The evidence comes from the fact that some Amazonian tree species have already survived for more than eight million years – showing they’re pretty resilient, and have already lived through the sort of temperatures forecast for 2100.
But this contradicts earlier papers, based on ecological niche-modeling scenarios, which found that even relatively small increases in global average air temperatures would cause extinctions.
“Our paper provides evidence that common Amazon tree species endured climates warmer than the present, implying that – in the absence of other major environmental changes – they could tolerate near-term future warming under climate change,” says Dick.
The team used a molecular clock approach to determine the ages of 12 widespread Amazon tree species, including the kapok and the balsa, and looked at climatic events that have occurred since those tree species emerged.
The researchers determined that nine of the tree species have been around for at least 2.6 million years, seven for at least 5.6 million years, and three for an astonishing eight million years.
“These are surprisingly old ages,” says Dick. “Previous studies have suggested that a majority of Amazon tree species may have originated during the Quaternary Period, from 2.6 million years ago to the present.”
Air temperatures across Amazonia in the early Pliocene Epoch (3.6 million to five million years ago) were similar to IPCC projections for the region in 2100 using moderate carbon-emission scenarios. Air temperatures in the late Miocene Epoch (5.3 to 11.5 million years ago) were about the same as projections for 2100 using the highest carbon-emission scenarios.
But there are caveats.
“Because we’ve been in a cold period over the past two million years – basically the whole Quaternary Period – some of the trees’ adaptations to warmth tolerance may have been lost,” says Dick. “Additional research is needed to test whether this has occurred.”

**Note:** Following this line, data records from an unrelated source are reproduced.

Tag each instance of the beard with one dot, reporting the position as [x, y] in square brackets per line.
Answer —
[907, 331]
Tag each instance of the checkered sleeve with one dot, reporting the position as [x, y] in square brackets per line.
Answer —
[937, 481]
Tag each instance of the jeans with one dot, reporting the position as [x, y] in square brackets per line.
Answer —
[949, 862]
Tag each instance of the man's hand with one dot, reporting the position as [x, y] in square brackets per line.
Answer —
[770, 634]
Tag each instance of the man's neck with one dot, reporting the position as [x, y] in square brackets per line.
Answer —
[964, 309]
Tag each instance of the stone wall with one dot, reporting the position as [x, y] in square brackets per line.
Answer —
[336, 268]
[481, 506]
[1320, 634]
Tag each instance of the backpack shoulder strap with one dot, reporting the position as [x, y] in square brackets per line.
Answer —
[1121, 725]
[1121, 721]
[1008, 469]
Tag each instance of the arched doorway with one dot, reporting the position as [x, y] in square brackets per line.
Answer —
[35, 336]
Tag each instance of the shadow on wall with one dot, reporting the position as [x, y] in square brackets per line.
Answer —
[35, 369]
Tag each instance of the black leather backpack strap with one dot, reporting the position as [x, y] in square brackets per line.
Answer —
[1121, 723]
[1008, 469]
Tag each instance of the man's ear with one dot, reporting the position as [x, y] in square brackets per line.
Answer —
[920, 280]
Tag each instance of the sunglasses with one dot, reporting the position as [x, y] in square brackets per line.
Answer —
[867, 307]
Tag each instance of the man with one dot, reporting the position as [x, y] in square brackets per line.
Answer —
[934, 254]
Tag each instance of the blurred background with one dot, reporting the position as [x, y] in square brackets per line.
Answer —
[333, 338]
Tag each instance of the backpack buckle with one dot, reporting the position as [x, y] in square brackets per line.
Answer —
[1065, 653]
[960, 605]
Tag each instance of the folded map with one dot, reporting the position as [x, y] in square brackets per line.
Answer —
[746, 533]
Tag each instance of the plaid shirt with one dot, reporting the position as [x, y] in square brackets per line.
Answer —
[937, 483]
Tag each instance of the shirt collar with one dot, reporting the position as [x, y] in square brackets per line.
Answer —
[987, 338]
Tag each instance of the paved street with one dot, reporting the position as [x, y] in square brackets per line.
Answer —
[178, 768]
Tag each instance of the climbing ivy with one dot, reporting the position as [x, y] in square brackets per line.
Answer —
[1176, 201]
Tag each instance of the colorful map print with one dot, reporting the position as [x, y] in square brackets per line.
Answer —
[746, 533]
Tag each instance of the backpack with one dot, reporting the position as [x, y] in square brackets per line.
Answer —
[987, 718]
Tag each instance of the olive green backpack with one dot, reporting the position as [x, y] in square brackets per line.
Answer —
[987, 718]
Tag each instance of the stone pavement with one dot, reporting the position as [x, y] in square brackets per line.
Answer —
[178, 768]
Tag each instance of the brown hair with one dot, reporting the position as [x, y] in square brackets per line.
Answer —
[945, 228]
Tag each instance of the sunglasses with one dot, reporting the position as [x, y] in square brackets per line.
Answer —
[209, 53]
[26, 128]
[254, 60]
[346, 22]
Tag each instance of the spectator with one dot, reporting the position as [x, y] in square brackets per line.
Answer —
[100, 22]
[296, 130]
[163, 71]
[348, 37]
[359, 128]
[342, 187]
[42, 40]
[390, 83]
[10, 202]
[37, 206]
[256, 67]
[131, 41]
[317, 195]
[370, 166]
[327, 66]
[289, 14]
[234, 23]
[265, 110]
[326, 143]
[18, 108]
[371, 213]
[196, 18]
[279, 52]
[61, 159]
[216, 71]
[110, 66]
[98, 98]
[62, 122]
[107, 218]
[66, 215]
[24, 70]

And study co-author Simon Lewis of University College London and the University of Leeds warns that the future may look different to the past.
“While tree species seem likely to tolerate higher air temperatures than today, the Amazon forest is being converted for agriculture and mining, and what remains is being degraded by logging and increasingly fragmented by fields and roads,” he says.
“Species will not move as freely in today’s Amazon as they did in previous warm periods, when there was no human influence. Similarly, today’s climate change is extremely fast, making comparisons with the past difficult.”